Results: Despite an increasingly aggressive surgical approach, reflected in an increase in number of lesions, the percentage of patients with > 8 lesions, the number of patients with lesions < 1 cm, and in a decrease in DFI, the overall 5-year survival was 48% (median survival 4.7 years, 95%CI 3.5-5.5), and did not differ between the early and late periods of the study. Sarcoma patients, however, tended to be significantly younger (46 ± 16 yrs vs. 59 ± 14, P<0.001), and to have more lesions (4.0 ± 4.3 vs. 2.3 ± 2.3, P<0.001), a shorter DFI (2.5 ± 3.3 yrs vs. 3.6 ± 3.9, P = 0.004), more diffuse pulmonary involvement (43% bilateral disease vs. 29%, P = 0.02), and more frequent recurrence rate (80% vs. 51%, <0.001) than the non-sarcoma patients. Whereas lesion size (HR 1.2, P=0.004), age (HR 1.4, P<0.001), DFI (HR 2.1, P=0.008), and extra-pulmonary disease (HR 1.9, P=0.04) were all independent predictors of survival for non-sarcomas, only metastasis synchronous to the primary tumor (HR 2.7, P=0.007) and a need for anatomic resection (HR 2.5, P=0.006) independently predicted a higher mortality among sarcomas. Furthermore, a need for repeat resection did not impact the survival of sarcoma patients as long as complete resection remained feasible, whereas the 5-year survival of patients even with resectable recurrent non-sarcoma metastases dropped from 76% to 43% (P = 0.003).

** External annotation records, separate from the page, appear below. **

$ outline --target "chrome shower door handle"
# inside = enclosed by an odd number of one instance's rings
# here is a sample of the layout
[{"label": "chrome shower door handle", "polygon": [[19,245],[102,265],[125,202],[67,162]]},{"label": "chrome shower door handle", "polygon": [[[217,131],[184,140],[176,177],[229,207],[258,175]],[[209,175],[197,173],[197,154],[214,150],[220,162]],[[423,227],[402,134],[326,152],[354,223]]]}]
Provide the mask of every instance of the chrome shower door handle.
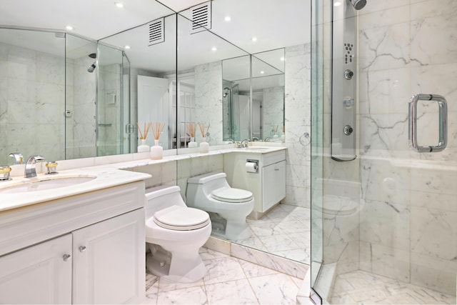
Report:
[{"label": "chrome shower door handle", "polygon": [[[417,104],[419,101],[433,101],[438,106],[438,142],[436,146],[419,146],[417,141]],[[408,137],[409,146],[417,152],[438,152],[446,148],[448,141],[448,103],[438,94],[416,94],[409,102]]]}]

Conclusion: Encouraging long-term survival can be achieved even with an increasingly aggressive surgical approach to pulmonary metastasis. Although sarcoma patients tend to present with rapidly progressive and extensive pulmonary disease, a tendency toward confinement of metastasis to the lungs may justify an even more aggressive surgical strategy for these patients.